Flash back to the sixth grade with me. Like every other sixth grade in history, we had a group of "popular" girls, who today would be called "mean girls" or "queen bees." It doesn't matter what you call them, the scenario is the same: a clique of girls rules the roost that is sixth grade in America. They have inside jokes, usually timed to make outsiders feel even more like outsiders. They laugh and cast sideways glances and sing songs taught to them by older siblings, rendering them just "the coolest."

For the better part of sixth grade, we were at the mercy of these girls. They decided who was in or out, what was cool, what clothes were trendy and what backpack was the fashion for that year. This was standard fare. The rest of us went along with it, wanting to make our hair look just-so but failing. These were the girls who the boys crushed on and who the boys asked to "go" with them. Surely we all wanted to be a part of that group, right?

The class trip that year was to Huntsville, Alabama, to visit the space center. Needless to say, we were completely excited about this. We reported to the school bright and early the morning of the trip and found two fifteen-passenger vans waiting for us (remember those days?). Oh. No. This meant the class had to divide up between the two vans, which left one fundamental question: who would end up in the van with the popular girls?

It would be understandable if you heard that question to mean "who would GET to ride in the van with the popular girls." Wouldn't this be the perfect opportunity to get in their group? To prove just how cool we were and could hang? That makes sense, but that is not how we felt. We were afraid we would get stuck in the car with the popular girls and suffer through several hours of inside jokes, sideways glances, and eye rolls.

One of the chaperones came to the side of the vans and said something that relieved us of our crippling stress: we didn't have to divide ourselves evenly between the vans. All they cared about was that everyone was on a van and ready to go. We did the only reasonable thing to be expected and all piled into one van while the popular girls piled into the other. Granted, there were twice as many of us as the popular girls, so we crammed into our van while they had plenty of room to spread out in theirs. They were delighted to have a whole van to themselves and we were delighted to not have to spend the next few hours with the "popular" girls.
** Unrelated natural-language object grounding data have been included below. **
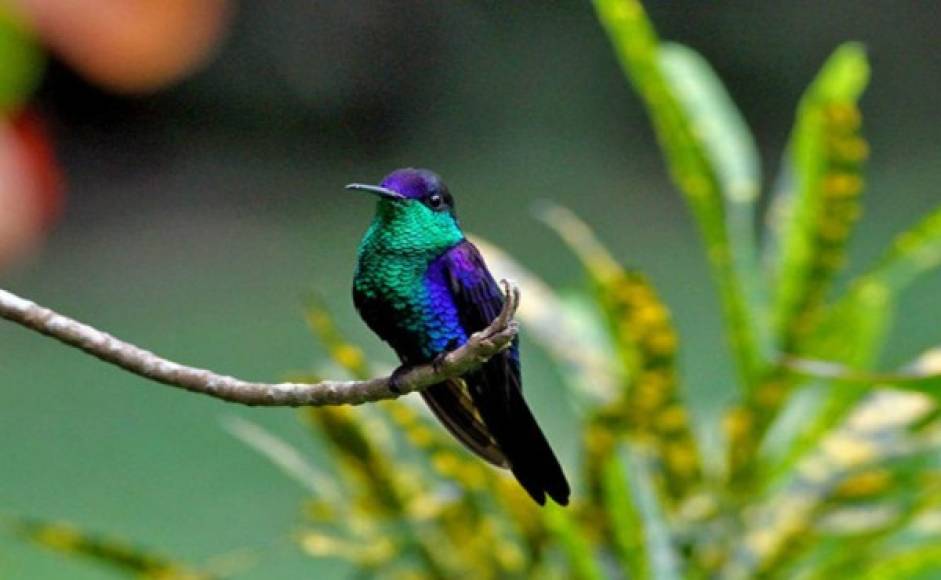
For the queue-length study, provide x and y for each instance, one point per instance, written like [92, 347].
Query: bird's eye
[435, 201]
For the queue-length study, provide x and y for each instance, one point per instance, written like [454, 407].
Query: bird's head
[415, 212]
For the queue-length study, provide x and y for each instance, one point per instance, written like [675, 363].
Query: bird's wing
[496, 388]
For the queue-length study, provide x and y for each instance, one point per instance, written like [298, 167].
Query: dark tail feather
[452, 405]
[532, 461]
[514, 428]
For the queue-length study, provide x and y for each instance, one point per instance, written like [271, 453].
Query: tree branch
[477, 350]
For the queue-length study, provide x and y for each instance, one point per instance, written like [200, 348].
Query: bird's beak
[380, 191]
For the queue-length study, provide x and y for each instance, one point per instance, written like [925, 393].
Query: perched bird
[424, 289]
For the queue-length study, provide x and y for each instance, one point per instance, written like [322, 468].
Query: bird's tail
[509, 420]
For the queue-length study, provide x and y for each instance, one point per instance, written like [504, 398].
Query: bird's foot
[437, 363]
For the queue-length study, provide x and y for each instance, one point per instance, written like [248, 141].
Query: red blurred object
[130, 46]
[38, 158]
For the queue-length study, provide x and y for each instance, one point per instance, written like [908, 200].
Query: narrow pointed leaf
[692, 167]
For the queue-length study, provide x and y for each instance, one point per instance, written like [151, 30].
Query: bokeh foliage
[849, 482]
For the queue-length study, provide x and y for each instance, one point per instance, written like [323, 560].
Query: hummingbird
[424, 289]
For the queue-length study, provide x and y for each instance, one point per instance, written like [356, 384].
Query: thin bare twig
[477, 350]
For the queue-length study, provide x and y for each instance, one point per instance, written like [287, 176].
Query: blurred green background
[197, 217]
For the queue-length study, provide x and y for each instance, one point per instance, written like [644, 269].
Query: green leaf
[854, 327]
[627, 526]
[698, 157]
[907, 564]
[725, 138]
[780, 526]
[812, 221]
[21, 61]
[566, 329]
[661, 553]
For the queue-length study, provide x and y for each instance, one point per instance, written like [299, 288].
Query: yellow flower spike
[672, 419]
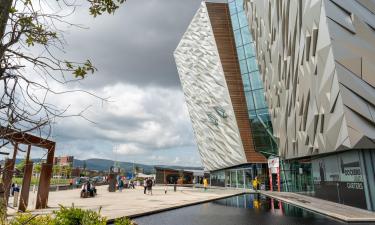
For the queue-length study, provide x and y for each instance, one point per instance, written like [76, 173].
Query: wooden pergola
[17, 138]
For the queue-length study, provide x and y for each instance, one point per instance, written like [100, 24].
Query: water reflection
[263, 204]
[239, 210]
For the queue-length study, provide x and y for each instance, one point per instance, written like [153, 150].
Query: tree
[31, 42]
[30, 37]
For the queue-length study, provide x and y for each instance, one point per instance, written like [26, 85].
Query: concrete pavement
[131, 202]
[328, 208]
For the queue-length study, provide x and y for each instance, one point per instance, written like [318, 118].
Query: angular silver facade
[207, 96]
[317, 59]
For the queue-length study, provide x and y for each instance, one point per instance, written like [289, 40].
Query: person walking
[205, 183]
[145, 186]
[149, 186]
[120, 185]
[256, 183]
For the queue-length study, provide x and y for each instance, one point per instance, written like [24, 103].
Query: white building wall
[206, 95]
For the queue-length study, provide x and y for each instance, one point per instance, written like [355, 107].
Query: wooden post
[8, 173]
[26, 182]
[44, 180]
[270, 175]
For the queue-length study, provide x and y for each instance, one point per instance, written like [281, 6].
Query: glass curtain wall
[253, 86]
[241, 177]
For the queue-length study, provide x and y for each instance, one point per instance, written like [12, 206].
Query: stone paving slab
[131, 202]
[328, 208]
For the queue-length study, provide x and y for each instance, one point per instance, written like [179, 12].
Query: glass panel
[227, 178]
[248, 178]
[239, 4]
[252, 64]
[240, 53]
[233, 180]
[246, 82]
[249, 50]
[242, 19]
[232, 7]
[255, 80]
[240, 178]
[246, 35]
[249, 100]
[259, 100]
[235, 23]
[243, 67]
[237, 37]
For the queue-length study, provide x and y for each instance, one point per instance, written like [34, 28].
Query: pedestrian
[149, 186]
[256, 183]
[120, 185]
[145, 186]
[205, 183]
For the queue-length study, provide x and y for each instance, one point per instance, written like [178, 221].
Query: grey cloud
[136, 44]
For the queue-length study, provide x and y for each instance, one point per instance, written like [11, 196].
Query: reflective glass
[239, 4]
[233, 179]
[249, 100]
[259, 98]
[237, 37]
[242, 19]
[240, 53]
[246, 35]
[243, 67]
[249, 50]
[252, 64]
[232, 7]
[235, 23]
[246, 82]
[255, 80]
[240, 181]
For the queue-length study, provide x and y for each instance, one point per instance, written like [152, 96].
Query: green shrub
[69, 216]
[29, 219]
[66, 216]
[124, 221]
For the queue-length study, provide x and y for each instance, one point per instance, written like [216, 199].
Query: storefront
[241, 176]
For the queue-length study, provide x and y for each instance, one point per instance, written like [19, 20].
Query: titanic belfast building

Once we were on our way, I started thinking about the other van and looked at all the smiling and laughing faces in our van. That's when the confusion and realization set in: why were they the popular girls when none of us wanted to be around them? Was popularity as arbitrary as it now seemed to my sixth grade brain? Yes. Yes it was.

In an instant, I was liberated and learned a lesson that has carried me most of my life. It seems "popular" does not equal popular. We don't have to struggle to shoehorn ourselves into someone else's definition of what is cool or awesome or trendy because it's all made-up. Those are cultural constructs. Riding in a van from Georgia to Alabama I was surrounded by awesome kids who were laughing and having a great time because we had been freed from the prison of appealing to popularity. Suddenly we could be 100% authentically ourselves and we were having a blast. It was more fun not to give a rip about the popular girls.

Never again did I chain myself to the idea that "popular" was better. Never again did I try to jump into the popularity contest. I could simply be myself with my quirky fashion choices and goofy personality.

Friends, when your kiddos are struggling because of queen bees and boys who act like they're "all that," tell them about my van ride to Alabama and let them know it does get better. Tell them life is way more fun when you stop caring what the popular kids think and, instead, find the people who want to be with you just as you are. Be popular with the people who are comfortable in their own skin and thrive in diversity.

As a footnote, we all grew up and grew out of our popularity obsession. I became friends with all of those girls. No surprise to anyone, they have had the same trials and challenges of adulthood as the next person. Also, I'm still having fun dancing in the grocery store aisles and wearing clothes no one else seems to wear.

1 comment:

  1. Love reading your blog, it's the best. Sensible and sensitive at the same time. So glad that I am popular with you!